Simplyhealth Professionals has produced a range of templates and draft policies to support its practices in preparation for meeting the enhanced data protection requirements coming into force on 25 May 2018. It has also been providing detailed information and guidance on the implication for practices of the new data regulations with a three part blog written by Roger Matthews, Honorary Life President and former Chief Dental Officer (https://www.denplan.co.uk/dentists/blog).

Between now and 25 May, the recommendations are that practices will need to:

  • Complete their data audit (as recommended by The Information Commissioner's Office (www.ico.org.uk/gdpr)

  • Check where back-ups are stored (ask your software provider/s)

  • Consider how to present Privacy Notices to patients

  • Consider revising their Data Protection and Information Security policies

  • Update their Cookie policy if they have a website

  • Carry out and document a Legitimate Interest Assessment (in simple terms how you lawfully process personal data)

  • Draw up a Data Breach policy and procedure (if not already done)
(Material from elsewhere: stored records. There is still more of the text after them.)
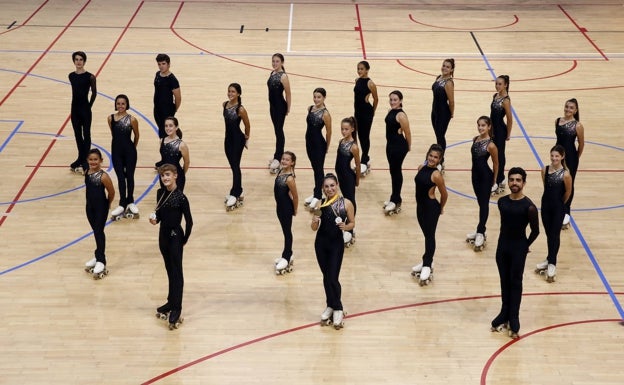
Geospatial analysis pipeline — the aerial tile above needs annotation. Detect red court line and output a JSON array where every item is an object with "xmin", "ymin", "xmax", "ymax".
[
  {"xmin": 355, "ymin": 4, "xmax": 366, "ymax": 60},
  {"xmin": 557, "ymin": 4, "xmax": 609, "ymax": 61},
  {"xmin": 0, "ymin": 0, "xmax": 50, "ymax": 35},
  {"xmin": 0, "ymin": 0, "xmax": 144, "ymax": 226},
  {"xmin": 409, "ymin": 13, "xmax": 519, "ymax": 31}
]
  • Appoint a Data Protection Officer.

To help with preparation, Simplyhealth has published several templates for members on their web portal in a GDPR toolkit. There are templates available for a Legitimate Interest Assessment, a Privacy Notice and a Data Breach. In each case it will be necessary for practices to consider how these templates should be adapted for their own particular circumstances and practice. Further resources will be published on the portal in the coming weeks in the form of a Cookie policy, a Data Retention policy, a Data Protection policy and an Information Security policy.

As the new law is still a Parliamentary 'work in progress' and subject to some further amendments, Simplyhealth Professionals intends to keep members fully updated on any further developments.